Jack rit de bon cœur.

"Comment ça, Major ? Devenir un être omniscient et quasi omnipotent, mais sans avoir le droit d'intervenir sur le cours des événements, ça ne vous tente pas ?"

"Pas du tout, non. Daniel a bien du courage d'avoir signé pour ça." Son regard se voilât un instant à l'évocation de leur collègue disparu.

Il jaugea la jeune femme. Il était rare qu'il ait des conversations aussi personnelles avec elle, et généralement, celles-ci tournaient autour de sentiments qui les mettaient tous les deux mal à l'aise. Alors, bizarrement, malgré la gravité du sujet abordé, la discussion était plutôt... rafraîchissante.

Elle se redressa et se passa les mains sur le visage.

"Quoi qu'il en soit, je pense que vous perdez votre temps mon Colonel. Il ne va rien m'arriver ce week-end. Vous devriez rentrer chez vous."

"Vous savez aussi bien que moi que c'est la procédure, Carter. Alors, non... je compte bien rester là. Vous allez devoir me supporter jusqu'à ce qu'on retourne à la base."

Nouveau soupir.

"Je ne suis pas Hamilton, vous savez." dit-elle en plantant son regard bleu dans le sien.

"Carter..."

"Joshua Hamilton est mort parce qu'il était profondément religieux, et qu'il n'a pas supporté de voir que ce en quoi il croyait depuis sa plus tendre enfance n'était qu'une chimère."

Jack renifla et secoua la tête. Le lieutenant Hamilton était un membre de SG-4, qui avait été capturé par un Goa'uld mineur il y a quelques mois de cela. Celui-ci, voyant une occasion inespérée de monter dans l'estime des grands maîtres, avait torturé le jeune lieutenant pendant des semaines, espérant glaner quelque information utile sur le SGC et les Tau'ri, le ressuscitant à chaque fois à l'aide d'un Sarcophage.

La cavalerie avait cependant fini par arriver et porter secours au militaire, qui avait été récupéré dans un bon état physique, quoi qu'un peu amaigri. Comme le voulait la procédure de l'époque, il avait passé près de 3 semaines à l'infirmerie, avait subi check-up sur check-up, s'était entretenu à plusieurs reprises avec des psychiatres, et semblait finalement avoir bien récupéré de sa période de captivité. On l'avait donc laissé rentrer chez lui.

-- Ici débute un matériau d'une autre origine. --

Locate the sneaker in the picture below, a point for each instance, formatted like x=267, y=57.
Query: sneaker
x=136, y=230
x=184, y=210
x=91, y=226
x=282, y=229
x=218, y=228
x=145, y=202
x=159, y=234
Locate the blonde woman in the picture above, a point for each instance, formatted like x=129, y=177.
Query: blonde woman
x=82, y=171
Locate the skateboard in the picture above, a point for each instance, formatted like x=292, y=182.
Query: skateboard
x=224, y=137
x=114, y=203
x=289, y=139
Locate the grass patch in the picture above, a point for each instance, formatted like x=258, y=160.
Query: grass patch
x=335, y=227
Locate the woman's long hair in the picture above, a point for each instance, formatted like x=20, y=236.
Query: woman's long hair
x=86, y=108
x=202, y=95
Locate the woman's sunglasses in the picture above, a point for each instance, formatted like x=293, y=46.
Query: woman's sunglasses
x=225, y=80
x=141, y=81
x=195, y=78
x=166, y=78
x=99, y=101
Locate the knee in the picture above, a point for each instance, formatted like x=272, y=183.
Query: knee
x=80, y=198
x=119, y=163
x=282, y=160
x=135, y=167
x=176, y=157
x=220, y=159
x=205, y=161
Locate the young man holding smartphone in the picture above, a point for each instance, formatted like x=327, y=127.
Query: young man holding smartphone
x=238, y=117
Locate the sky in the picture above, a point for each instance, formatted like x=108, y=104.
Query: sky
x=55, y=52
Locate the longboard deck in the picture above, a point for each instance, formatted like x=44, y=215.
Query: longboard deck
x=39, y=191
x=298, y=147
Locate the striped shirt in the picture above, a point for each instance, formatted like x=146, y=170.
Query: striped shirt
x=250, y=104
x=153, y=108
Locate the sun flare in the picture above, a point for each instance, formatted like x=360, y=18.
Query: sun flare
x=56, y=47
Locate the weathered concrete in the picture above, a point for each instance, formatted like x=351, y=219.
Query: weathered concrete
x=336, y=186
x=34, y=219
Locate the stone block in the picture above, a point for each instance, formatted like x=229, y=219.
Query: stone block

Une semaine plus tard, sa femme l'avait retrouvé pendu dans leur garage.

Jack observa silencieusement la jeune femme un instant, avant de reprendre la parole.

"Joshua Hamilton s'est suicidé parce que ce qu'il a vécu était absolument horrible, et qu'une fois rentré chez lui, il avait ordre de se taire et de ne jamais en parler à quiconque. Parce qu'il ne pouvait pas dire à sa femme pourquoi il avait disparu pendant plusieurs semaines, alors qu'il était sensé travailler à la fabrication de satellites. Joshua Hamilton s'est tué parce qu'il avait l'air d'aller bien, et que nous l'avons laissé sortir sans nous poser plus de questions. Et je ne laisserai pas cela se reproduire."

"Ma situation est différente." rétorqua Sam.

"Ah oui ? En quoi ?"

"Regardez autour de vous, mon Colonel, fit-elle en désignant la maison silencieuse de la main, Regardez ... ! Il n'y a personne qui m'attend, personne à qui je vais devoir mentir pour dissimuler mes activités au sein du SGC. Pas de mari, pas de conjoint, pas de... rien, personne." Elle détourna le regard.

"Justement, Carter, on ne voulait pas vous laisser seule. Je ne voulais pas vous laisser seule."

"Mon Colonel, je ne crois pas que..."

"Sam."

Elle se figea.

"Vous avez été battue. Vous avez été torturée. Vous avez mutilée. Des dizaines et des dizaines de fois, grâce au sarcophage. Alors ne me dites pas que tout va bien. Ne me faites pas comme si de rien n'était. Ne vous sentez pas obligée de jouer les dures parce que vous avez une image de militaire invincible à conserver. Tout ça, ça laisse des cicatrices. Je le sais, je suis passé par là, moi aussi. Alors, s'il vous plaît... s'il vous plaît, laissez-moi juste être là quelque temps pour m'assurer que vous reprenez pied. Laissez-moi vous aider, en tant qu'ami, Sam."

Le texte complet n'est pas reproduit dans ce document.